翔「漢文は句法(返り点のルール、使役・受身・比較・疑問・反語などの構文)を覚えてしまえば、比較的短期間で得点源にできる分野です。例えば『不A而B』(Aせずしてbす)のような形を、パターンとして先に頭に入れておくことが効率的です。」

藤原「漢文は理系受験生の得意な『パターン認識』と相性がよい分野です。数学の解法パターンを覚える要領で、句法を一つずつストックしていきましょう。」

藤原&翔先生の実践アドバイス

藤原「ここまで共通テスト国語の設問タイプ別の解き方を見てきましたが、慶應義塾大学理工学部を第一志望とする受験生にとって最も大切なのは、『国語の勉強時間の配分』です。国語がない学部だからこそ、数学・理科・英語に時間を集中投下したい気持ちはよくわかります。」

翔「その通りです。ただ、併願校で共通テスト国語が必要な受験生は、国語を完全にゼロにする必要はなく、『毎日30分〜1時間、古文単語と漢文句法の暗記だけは継続する』というミニマムな学習を続けることをおすすめしています。暗記中心の分野は、短時間でも継続すれば得点が安定しやすいからです。」

藤原「もう一つ強調したいのは、国語力が理工学部の他科目に直接効いてくるという点です。慶應義塾大学理工学部の数学は記述式の答案作成が求められる出題が続いており、『論理の飛躍なく説明する力』『採点者に伝わる文章を書く力』が得点差を生みます。これはまさに国語の現代文で鍛える『要約力』『論理構成力』そのものです。」

翔「英語長文読解も同様です。長い英文の中から筆者の主張と根拠を整理して読む力は、現代文の評論読解と本質的に同じ力です。国語の学習で培った『文章構造をつかむ視点』を、英語長文にそのまま転用できる受験生は、読解スピードも正答率も安定します。」

藤原「さらに言えば、大学入学後の実験レポート、卒業論文、学会発表資料の作成にも国語力は直結します。慶應義塾大学理工学部の入試に国語がないからといって、国語力そのものが不要なわけではない、というのが私たちの一貫したメッセージです。」

よくある失敗と解決策

翔「理工学部志望の受験生に多い失敗パターンをいくつか紹介します。」

失敗①:国語を完全に切り捨ててしまい、併願校で失点する
慶應義塾大学理工学部の入試に国語がないことを理由に、高校の授業以外で国語に一切触れない受験生がいます。しかし共通テストを課す国公立大学や他の私立大学理工系学部を併願する場合、直前になって国語の対策が間に合わなくなるケースが見られます。
解決策:高校1〜2年生のうちに古文単語・文法・漢文句法の基礎だけは仕上げておき、受験学年では暗記事項の再確認と問題演習だけで維持できる状態を作っておきましょう。

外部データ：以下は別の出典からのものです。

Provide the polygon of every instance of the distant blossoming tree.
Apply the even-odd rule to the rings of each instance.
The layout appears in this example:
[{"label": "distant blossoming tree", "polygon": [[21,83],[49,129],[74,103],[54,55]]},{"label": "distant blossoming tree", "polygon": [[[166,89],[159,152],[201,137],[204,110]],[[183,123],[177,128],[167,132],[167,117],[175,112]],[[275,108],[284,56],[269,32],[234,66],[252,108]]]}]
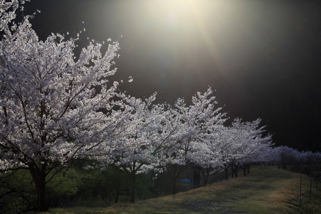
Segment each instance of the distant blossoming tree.
[{"label": "distant blossoming tree", "polygon": [[108,142],[121,131],[117,119],[122,113],[111,110],[117,83],[107,78],[116,72],[111,67],[119,47],[109,44],[102,55],[101,45],[90,42],[76,57],[78,36],[52,34],[39,41],[28,18],[10,29],[1,27],[0,170],[30,172],[40,211],[48,209],[49,173],[75,158],[102,155],[100,147],[105,156],[112,156],[115,147]]}]

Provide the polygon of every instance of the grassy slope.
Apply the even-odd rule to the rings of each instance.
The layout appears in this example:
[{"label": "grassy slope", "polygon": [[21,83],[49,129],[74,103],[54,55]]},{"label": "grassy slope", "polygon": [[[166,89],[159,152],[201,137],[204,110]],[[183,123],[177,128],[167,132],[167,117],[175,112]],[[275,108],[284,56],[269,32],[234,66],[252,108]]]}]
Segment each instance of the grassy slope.
[{"label": "grassy slope", "polygon": [[[50,213],[319,213],[321,189],[302,175],[302,201],[299,201],[300,174],[275,166],[252,167],[247,176],[224,181],[178,194],[109,208],[53,209]],[[321,186],[321,185],[320,185]]]}]

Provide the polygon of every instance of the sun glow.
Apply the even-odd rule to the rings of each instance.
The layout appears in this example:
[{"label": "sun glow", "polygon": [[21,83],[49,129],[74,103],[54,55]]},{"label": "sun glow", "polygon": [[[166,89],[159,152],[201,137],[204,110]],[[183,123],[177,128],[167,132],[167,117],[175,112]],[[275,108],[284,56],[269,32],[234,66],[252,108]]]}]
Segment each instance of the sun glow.
[{"label": "sun glow", "polygon": [[[204,43],[213,60],[219,66],[222,59],[215,38],[210,36],[213,34],[213,28],[209,30],[206,26],[209,24],[214,29],[216,26],[218,29],[221,27],[222,20],[228,19],[226,13],[230,10],[230,6],[223,1],[151,1],[145,5],[149,12],[146,18],[152,22],[152,29],[160,29],[166,35],[170,34],[169,44],[181,42],[192,48],[193,44]],[[197,37],[202,38],[203,40],[195,41],[195,38]],[[189,50],[192,53],[192,50]]]}]

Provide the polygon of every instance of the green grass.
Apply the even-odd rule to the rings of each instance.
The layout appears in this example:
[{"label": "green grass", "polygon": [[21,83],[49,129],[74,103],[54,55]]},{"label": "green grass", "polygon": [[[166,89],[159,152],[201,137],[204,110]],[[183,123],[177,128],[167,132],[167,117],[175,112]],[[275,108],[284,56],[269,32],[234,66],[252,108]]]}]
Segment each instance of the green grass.
[{"label": "green grass", "polygon": [[[300,174],[275,166],[251,167],[238,178],[134,204],[108,208],[51,209],[48,213],[320,213],[321,189],[315,183],[309,199],[310,179],[302,175],[302,200],[299,200]],[[321,186],[321,185],[320,185]]]}]

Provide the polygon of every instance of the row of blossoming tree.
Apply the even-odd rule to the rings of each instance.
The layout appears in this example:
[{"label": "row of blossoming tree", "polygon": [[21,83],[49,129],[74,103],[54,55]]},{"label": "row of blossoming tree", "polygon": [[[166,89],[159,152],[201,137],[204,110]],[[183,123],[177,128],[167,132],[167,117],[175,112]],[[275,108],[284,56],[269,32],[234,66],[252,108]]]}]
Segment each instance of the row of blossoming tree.
[{"label": "row of blossoming tree", "polygon": [[250,163],[267,161],[273,151],[260,120],[223,125],[226,114],[210,88],[189,106],[182,99],[172,105],[154,103],[156,94],[143,100],[120,93],[108,80],[116,71],[118,43],[102,54],[102,45],[90,42],[75,56],[79,35],[40,40],[30,17],[8,24],[17,1],[0,3],[0,171],[30,172],[39,211],[48,209],[46,184],[79,159],[93,160],[88,167],[113,163],[123,169],[134,202],[140,173],[166,171],[174,194],[187,163],[204,170],[206,184],[213,172],[225,170],[227,179],[229,169],[239,167],[245,175]]}]

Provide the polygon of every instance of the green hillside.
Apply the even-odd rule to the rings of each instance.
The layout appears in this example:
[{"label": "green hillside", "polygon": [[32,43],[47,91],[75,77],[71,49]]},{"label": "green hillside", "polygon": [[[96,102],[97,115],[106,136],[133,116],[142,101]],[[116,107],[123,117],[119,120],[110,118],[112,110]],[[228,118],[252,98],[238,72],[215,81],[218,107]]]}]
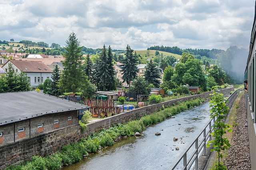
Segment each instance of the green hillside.
[{"label": "green hillside", "polygon": [[[154,57],[156,57],[155,55],[155,53],[156,52],[156,50],[148,50],[149,51],[149,57],[148,57],[147,55],[147,51],[148,50],[140,50],[140,51],[136,51],[137,55],[140,54],[141,56],[142,56],[145,59],[147,59],[148,58],[150,58],[151,59],[153,59]],[[167,52],[164,51],[158,51],[159,53],[161,55],[161,53],[163,53],[163,55],[164,57],[166,57],[167,56],[170,56],[172,55],[173,56],[175,57],[176,59],[179,59],[181,57],[181,55],[179,55],[178,54],[173,54],[172,53],[168,53]],[[124,55],[124,53],[121,53],[120,54],[121,55]]]}]

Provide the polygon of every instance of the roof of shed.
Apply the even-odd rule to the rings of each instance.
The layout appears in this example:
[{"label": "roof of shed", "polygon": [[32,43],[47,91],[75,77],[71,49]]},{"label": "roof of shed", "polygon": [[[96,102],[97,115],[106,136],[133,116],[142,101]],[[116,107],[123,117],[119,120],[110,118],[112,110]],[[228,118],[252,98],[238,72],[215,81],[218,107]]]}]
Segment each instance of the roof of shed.
[{"label": "roof of shed", "polygon": [[188,87],[189,89],[197,89],[197,88],[199,88],[198,86],[190,86],[189,87]]},{"label": "roof of shed", "polygon": [[48,114],[90,107],[35,91],[1,94],[0,126]]}]

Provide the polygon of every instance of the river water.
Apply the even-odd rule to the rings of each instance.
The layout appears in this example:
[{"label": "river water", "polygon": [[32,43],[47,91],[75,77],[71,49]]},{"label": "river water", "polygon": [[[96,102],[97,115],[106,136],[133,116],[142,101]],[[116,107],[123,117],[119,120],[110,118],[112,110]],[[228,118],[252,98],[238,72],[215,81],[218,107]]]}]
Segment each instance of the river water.
[{"label": "river water", "polygon": [[[148,127],[144,136],[123,139],[62,169],[166,170],[209,120],[210,110],[208,103],[186,110]],[[155,135],[156,132],[161,135]],[[178,140],[174,141],[174,137]]]}]

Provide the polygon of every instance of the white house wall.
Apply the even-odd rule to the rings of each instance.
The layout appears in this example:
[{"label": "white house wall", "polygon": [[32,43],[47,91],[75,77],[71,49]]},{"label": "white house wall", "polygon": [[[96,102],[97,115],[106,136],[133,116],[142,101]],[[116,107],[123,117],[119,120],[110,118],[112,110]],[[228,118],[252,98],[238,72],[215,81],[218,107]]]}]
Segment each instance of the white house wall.
[{"label": "white house wall", "polygon": [[[32,87],[36,87],[39,84],[42,84],[45,80],[47,78],[52,80],[51,76],[52,73],[49,72],[27,72],[28,77],[30,77],[30,83]],[[35,77],[36,78],[36,82],[35,82]],[[40,78],[40,82],[38,82],[38,78]],[[42,78],[43,78],[43,82],[42,82]]]}]

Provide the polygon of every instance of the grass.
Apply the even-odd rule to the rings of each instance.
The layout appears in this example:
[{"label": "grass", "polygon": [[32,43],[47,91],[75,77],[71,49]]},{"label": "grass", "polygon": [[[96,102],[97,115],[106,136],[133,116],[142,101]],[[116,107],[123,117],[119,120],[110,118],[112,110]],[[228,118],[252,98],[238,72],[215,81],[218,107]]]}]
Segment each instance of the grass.
[{"label": "grass", "polygon": [[243,87],[244,87],[244,84],[234,84],[234,88],[240,88]]},{"label": "grass", "polygon": [[[155,55],[155,53],[156,52],[156,50],[149,50],[150,51],[150,55],[149,57],[147,56],[145,57],[145,55],[147,55],[147,51],[148,50],[140,50],[140,51],[136,51],[136,53],[137,55],[140,55],[142,56],[145,59],[147,59],[148,58],[150,58],[152,59],[153,60],[154,59],[154,57],[156,57]],[[162,53],[164,57],[166,57],[168,55],[172,55],[173,56],[175,57],[176,59],[179,59],[181,57],[181,55],[179,55],[178,54],[174,54],[172,53],[168,53],[165,51],[158,51],[159,52],[159,53],[160,55],[161,55],[161,53]],[[120,54],[121,55],[124,55],[124,53],[121,53]]]}]

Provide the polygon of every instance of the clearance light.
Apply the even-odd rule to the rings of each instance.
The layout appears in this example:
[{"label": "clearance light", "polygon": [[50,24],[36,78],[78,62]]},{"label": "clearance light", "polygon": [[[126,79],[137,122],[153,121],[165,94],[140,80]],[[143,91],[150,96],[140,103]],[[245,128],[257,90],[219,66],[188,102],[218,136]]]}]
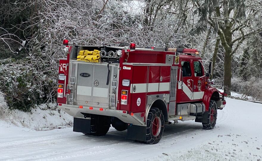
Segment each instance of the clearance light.
[{"label": "clearance light", "polygon": [[121,96],[121,100],[126,100],[127,99],[127,96],[125,95],[122,95]]}]

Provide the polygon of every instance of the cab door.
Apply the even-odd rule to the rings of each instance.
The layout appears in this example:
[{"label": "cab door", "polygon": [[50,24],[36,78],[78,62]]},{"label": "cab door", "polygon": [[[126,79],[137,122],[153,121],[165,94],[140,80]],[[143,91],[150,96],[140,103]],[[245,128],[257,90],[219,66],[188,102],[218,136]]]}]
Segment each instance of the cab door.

失敗②:数学の記述答案が「自分にしかわからない文章」になる
理系受験生の答案には、論理の飛躍や説明不足が原因で減点される例が多く見られます。
解決策:現代文の要約練習で培う「読み手に伝わる順序で説明する」感覚を、数学の答案作成にも応用しましょう。答案を書いたあとに「この説明だけで、他人が理解できるか」を自分でチェックする習慣が有効です。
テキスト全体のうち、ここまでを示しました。